Did you get your smartphone swabbed for germs at Milken?
Some 1,000 conference attendees took part this week in this research project, led by Chris Mason, a metagenomicist at Weill Cornell Medicine. The microbial data gathered will help create the first global map to track hot spots of resistance to antibiotics, a growing threat that will likely kill more people than all cancers by 2050, according to Centers for Disease Control data presented at the conference.
Igor Tulchinsky, founder of the $5 billion hedge fund WorldQuant, is teaming up with Mason to accelerate research in the burgeoning fields of computational biomedicine and genomics. Researchers, armed with troves of new genetic data and the wizardry of artificial intelligence, are aiming for breakthroughs in everything from predicting the risk of cancer and treating it to forecasting the spread of pathogens around the globe.
The collaboration goes beyond the $5 million that Tulchinsky gave last year to support the research. WorldQuant has sent three data scientists to work in Mason’s lab, applying their algorithms, typically homed in on chasing profits, to metagenomic research.
“What intrigues me about data prediction is how it is changing the world,” Tulchinsky said in an email interview. “For predictive medicine, it is saving more lives. If I can make a difference in someone’s life, I want to do that. Applying our expertise to a biomedical research partnership is an extremely compelling opportunity.”
The results from Milken are already in: Mason’s team found 2,150 microbial species — bacteria, viruses and fungi — and 560 antibiotic resistance markers at the Milken Institute Global Conference in Beverly Hills. The data is part of a 3-year-old project that started with swabbing things people touch in New York City subways.
Researchers have gathered and analyzed the genetic makeup of thousands of germs across 55 cities on every continent. The mapping project, set to be completed in 2020, could inform health officials on everything from possible threats of pandemics to predicting new drugs to address the overuse of antibiotics.

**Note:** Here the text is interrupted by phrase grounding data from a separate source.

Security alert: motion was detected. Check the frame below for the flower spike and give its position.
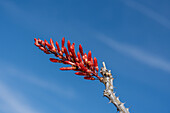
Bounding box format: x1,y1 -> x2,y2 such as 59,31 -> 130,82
34,37 -> 100,80
34,37 -> 130,113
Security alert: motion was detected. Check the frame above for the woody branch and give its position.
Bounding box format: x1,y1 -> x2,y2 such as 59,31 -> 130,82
34,37 -> 129,113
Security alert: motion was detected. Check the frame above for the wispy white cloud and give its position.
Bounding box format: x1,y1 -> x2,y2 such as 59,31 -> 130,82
121,0 -> 170,29
0,81 -> 40,113
0,60 -> 78,99
97,34 -> 170,73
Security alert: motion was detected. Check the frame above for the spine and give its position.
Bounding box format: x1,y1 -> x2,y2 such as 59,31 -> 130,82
100,62 -> 130,113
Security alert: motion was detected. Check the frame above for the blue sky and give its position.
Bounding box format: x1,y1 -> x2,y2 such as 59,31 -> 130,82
0,0 -> 170,113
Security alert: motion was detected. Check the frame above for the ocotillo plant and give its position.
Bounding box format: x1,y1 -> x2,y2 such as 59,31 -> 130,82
34,37 -> 130,113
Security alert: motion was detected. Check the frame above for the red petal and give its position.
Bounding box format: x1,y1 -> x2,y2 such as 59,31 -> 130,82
75,72 -> 88,76
84,77 -> 95,80
67,40 -> 71,52
88,51 -> 91,61
56,41 -> 60,52
94,57 -> 99,72
71,44 -> 77,60
62,37 -> 65,47
79,44 -> 84,56
60,67 -> 76,70
77,52 -> 82,62
63,61 -> 75,66
50,38 -> 55,48
50,58 -> 61,63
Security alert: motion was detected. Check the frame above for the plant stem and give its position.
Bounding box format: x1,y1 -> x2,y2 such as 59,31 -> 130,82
100,62 -> 130,113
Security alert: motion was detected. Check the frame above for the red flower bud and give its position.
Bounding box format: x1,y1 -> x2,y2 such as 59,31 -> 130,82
75,72 -> 88,76
71,44 -> 77,61
84,77 -> 95,80
77,52 -> 82,62
88,51 -> 92,61
60,67 -> 76,70
67,40 -> 71,52
50,58 -> 61,63
64,47 -> 70,60
94,57 -> 99,72
44,40 -> 52,49
79,44 -> 84,56
62,37 -> 65,47
63,61 -> 75,66
34,38 -> 40,47
56,41 -> 60,52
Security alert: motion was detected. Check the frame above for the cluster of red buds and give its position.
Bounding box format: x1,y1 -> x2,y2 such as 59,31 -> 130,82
34,37 -> 102,80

“Our goal is to be able to predict where antibiotic resistance is moving and where it presents the most existential threat,” Mason said in an interview.

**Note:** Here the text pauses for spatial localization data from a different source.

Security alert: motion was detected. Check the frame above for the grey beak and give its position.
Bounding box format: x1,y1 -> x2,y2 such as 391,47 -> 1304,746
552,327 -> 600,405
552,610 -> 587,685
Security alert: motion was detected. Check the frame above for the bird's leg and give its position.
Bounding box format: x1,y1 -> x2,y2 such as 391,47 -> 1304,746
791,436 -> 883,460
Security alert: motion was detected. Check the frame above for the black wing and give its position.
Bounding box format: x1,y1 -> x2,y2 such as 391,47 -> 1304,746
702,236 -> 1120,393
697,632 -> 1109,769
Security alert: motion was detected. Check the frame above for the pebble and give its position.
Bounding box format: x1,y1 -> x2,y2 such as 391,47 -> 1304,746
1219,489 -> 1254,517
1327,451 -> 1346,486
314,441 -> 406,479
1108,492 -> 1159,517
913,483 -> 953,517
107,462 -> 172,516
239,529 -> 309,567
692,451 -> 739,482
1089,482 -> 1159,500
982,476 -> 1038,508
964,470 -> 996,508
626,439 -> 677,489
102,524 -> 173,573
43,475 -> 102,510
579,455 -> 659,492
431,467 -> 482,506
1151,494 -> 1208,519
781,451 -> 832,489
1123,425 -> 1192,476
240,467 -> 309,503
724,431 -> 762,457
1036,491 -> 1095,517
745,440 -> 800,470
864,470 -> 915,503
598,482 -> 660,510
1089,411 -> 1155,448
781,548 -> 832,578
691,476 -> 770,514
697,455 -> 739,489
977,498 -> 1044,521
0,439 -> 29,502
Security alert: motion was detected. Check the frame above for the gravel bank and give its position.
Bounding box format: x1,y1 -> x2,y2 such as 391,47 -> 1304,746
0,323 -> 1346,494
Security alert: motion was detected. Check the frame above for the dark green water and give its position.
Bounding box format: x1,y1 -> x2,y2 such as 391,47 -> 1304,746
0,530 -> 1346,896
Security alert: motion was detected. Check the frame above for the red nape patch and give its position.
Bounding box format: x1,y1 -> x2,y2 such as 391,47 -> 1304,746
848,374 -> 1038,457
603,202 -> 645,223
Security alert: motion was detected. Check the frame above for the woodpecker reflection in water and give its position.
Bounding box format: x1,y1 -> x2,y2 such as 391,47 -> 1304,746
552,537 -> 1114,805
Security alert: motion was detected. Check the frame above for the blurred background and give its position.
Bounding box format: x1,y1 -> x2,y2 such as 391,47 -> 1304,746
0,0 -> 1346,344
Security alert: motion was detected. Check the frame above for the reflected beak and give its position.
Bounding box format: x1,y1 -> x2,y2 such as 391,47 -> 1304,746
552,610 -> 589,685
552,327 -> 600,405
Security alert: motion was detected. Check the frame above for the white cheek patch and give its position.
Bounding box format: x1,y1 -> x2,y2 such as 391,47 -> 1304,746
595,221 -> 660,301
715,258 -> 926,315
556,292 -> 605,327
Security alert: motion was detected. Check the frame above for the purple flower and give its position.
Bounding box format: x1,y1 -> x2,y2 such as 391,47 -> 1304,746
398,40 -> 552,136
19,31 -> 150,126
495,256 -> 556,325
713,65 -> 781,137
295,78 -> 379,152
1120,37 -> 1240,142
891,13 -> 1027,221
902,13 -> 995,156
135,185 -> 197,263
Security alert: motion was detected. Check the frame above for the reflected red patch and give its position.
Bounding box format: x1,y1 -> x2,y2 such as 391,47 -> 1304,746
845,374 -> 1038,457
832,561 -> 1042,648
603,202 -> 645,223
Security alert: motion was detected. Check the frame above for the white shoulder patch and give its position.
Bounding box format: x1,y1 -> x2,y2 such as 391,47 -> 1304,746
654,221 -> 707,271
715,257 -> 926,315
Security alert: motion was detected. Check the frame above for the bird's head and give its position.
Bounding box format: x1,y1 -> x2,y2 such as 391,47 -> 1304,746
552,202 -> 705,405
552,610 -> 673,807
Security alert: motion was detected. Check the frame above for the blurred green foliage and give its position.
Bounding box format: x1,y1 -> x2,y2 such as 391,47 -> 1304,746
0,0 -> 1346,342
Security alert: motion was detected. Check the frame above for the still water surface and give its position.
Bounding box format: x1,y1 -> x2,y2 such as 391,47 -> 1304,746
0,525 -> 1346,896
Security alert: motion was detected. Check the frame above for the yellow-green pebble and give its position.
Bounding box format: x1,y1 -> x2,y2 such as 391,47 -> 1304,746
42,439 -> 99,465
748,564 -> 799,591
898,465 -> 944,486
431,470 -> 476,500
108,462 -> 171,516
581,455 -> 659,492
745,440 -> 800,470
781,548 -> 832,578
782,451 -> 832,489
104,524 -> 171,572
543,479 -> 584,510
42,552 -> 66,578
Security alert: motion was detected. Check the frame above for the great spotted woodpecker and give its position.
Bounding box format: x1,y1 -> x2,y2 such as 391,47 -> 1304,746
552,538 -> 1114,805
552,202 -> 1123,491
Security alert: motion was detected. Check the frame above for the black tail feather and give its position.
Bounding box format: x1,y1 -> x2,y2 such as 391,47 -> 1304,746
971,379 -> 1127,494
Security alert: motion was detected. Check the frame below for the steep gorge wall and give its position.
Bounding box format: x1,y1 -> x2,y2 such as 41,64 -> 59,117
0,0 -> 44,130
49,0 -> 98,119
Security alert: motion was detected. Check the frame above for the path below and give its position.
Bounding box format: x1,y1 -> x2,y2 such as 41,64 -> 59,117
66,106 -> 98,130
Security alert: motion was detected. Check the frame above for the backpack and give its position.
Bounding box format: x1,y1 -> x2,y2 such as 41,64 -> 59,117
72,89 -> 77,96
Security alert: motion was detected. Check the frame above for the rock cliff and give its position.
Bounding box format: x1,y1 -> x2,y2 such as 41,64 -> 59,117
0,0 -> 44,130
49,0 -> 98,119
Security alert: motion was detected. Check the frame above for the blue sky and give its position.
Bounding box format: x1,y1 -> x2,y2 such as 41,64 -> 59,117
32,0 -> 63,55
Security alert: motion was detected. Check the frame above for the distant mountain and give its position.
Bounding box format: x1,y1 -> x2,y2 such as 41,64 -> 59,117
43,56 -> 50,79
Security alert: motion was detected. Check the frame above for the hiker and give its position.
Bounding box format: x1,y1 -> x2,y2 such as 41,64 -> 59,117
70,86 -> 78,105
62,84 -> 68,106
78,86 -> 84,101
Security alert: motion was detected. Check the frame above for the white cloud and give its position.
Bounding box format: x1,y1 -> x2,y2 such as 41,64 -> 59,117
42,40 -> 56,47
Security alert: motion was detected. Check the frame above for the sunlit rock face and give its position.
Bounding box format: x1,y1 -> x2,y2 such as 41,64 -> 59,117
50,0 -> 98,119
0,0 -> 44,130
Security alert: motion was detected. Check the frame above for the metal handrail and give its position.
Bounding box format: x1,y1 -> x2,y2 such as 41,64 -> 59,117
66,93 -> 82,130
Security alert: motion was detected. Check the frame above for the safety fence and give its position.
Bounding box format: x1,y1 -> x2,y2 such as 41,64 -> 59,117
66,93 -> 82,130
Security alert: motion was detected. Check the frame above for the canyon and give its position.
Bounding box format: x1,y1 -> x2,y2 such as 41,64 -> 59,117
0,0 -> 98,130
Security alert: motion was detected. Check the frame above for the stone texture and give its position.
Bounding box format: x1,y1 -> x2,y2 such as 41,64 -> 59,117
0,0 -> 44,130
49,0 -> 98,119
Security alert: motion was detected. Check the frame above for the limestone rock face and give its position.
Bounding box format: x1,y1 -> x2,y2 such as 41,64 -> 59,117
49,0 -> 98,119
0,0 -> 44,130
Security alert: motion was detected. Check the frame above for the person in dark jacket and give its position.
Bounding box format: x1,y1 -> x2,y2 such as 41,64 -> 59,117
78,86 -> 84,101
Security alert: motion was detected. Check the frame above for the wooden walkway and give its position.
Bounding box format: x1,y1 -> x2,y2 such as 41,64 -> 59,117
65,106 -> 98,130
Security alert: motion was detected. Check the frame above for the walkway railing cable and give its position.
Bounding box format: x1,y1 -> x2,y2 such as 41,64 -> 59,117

Tulchinsky, a computer scientist who founded New York-based WorldQuant in 2007, has been at the forefront of quantitative investing. The firm, which manages money for Millennium Management, has PhDs and other researchers in 15 countries using machine learning to comb through data for trading signals.
After a decade of running WorldQuant, Tulchinsky, 51, has sought to expand his reach beyond finance. He found an eager partner in Mason, a Yale-trained PhD with big ideas of his own. Mason, 39, has spoken publicly about the necessity and moral obligation for humans to colonize Mars in the coming centuries because the sun will eventually engulf the Earth, destroying all species. The two scientists became fast friends after meeting over lunch
a few years ago.
Tulchinsky is helping Mason’s lab on several fronts. Today, practitioners often struggle to accurately diagnose the cause of an infection by trying to culture it. So Mason’s lab seeks to genetically sequence and mine all DNA and RNA known to humanity, which would help diagnose infections in the future.

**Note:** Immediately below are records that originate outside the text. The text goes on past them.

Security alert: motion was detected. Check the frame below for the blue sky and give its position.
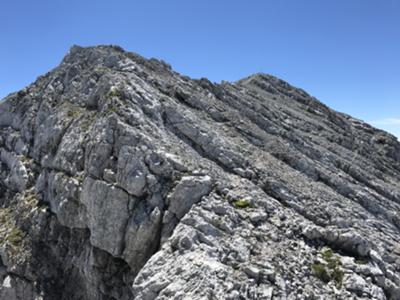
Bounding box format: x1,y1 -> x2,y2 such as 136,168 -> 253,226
0,0 -> 400,137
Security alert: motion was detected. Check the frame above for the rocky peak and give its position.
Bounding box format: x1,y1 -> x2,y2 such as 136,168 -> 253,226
0,46 -> 400,299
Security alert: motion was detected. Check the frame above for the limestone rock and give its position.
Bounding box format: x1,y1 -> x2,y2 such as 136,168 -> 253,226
0,46 -> 400,300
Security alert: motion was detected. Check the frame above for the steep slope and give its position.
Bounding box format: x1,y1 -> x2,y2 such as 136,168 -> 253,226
0,46 -> 400,300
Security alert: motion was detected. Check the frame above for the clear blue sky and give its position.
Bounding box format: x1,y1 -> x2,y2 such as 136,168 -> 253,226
0,0 -> 400,137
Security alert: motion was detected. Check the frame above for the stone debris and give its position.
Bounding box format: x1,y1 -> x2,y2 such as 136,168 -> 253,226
0,46 -> 400,300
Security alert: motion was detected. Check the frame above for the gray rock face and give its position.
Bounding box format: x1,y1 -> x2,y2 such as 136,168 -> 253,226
0,46 -> 400,300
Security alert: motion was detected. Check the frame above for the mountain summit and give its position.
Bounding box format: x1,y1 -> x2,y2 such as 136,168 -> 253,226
0,46 -> 400,300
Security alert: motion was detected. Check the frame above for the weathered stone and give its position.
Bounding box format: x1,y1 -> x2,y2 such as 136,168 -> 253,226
0,46 -> 400,300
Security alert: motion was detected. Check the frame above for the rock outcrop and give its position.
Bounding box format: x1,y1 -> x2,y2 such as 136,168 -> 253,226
0,46 -> 400,300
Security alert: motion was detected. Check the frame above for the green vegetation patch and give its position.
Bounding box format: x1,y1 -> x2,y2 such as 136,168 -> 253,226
311,248 -> 344,287
233,199 -> 251,208
106,88 -> 124,99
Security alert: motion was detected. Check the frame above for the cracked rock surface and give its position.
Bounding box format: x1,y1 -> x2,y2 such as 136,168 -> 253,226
0,46 -> 400,300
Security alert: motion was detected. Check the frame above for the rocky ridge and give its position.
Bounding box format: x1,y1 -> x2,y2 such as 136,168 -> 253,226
0,46 -> 400,300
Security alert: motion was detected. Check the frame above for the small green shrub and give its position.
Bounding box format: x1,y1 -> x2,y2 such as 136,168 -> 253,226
311,248 -> 344,287
332,268 -> 344,287
106,88 -> 124,99
311,264 -> 331,282
67,109 -> 81,118
6,228 -> 25,247
233,199 -> 251,208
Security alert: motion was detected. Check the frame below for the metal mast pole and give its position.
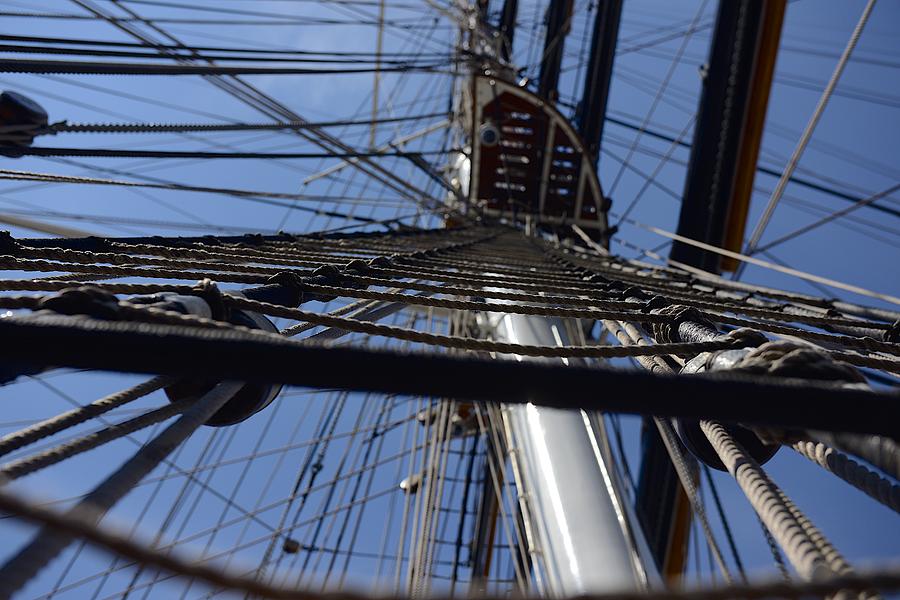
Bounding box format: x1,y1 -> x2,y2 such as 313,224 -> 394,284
458,1 -> 660,597
490,314 -> 659,596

“Researchers will be able to determine the type of infection in a matter of seconds, rather than having to wait days trying to culture and identify it,” Mason said.
The WorldQuant scientists, who serve fellowships in Mason’s lab, have mined sequencing data to find new drugs. One fellow contributed to a paper that Mason expects will be published in a peer-review journal. He says the fellows possess a fearlessness, and as outsiders, they bring fresh perspectives and see new research approaches.
“When WorldQuant steps into one of our projects, it’s like adding rocket booster fuel,” Mason said.
What does WorldQuant get out of the deal? The fellows may learn new predictive methods at the lab to bring back to the hedge fund in a cross-fertilization between finance and medicine.
“Top talent is seeking employment that engages them beyond core expertise,” Tulchinsky said. “Participation in our program has tremendous interest.”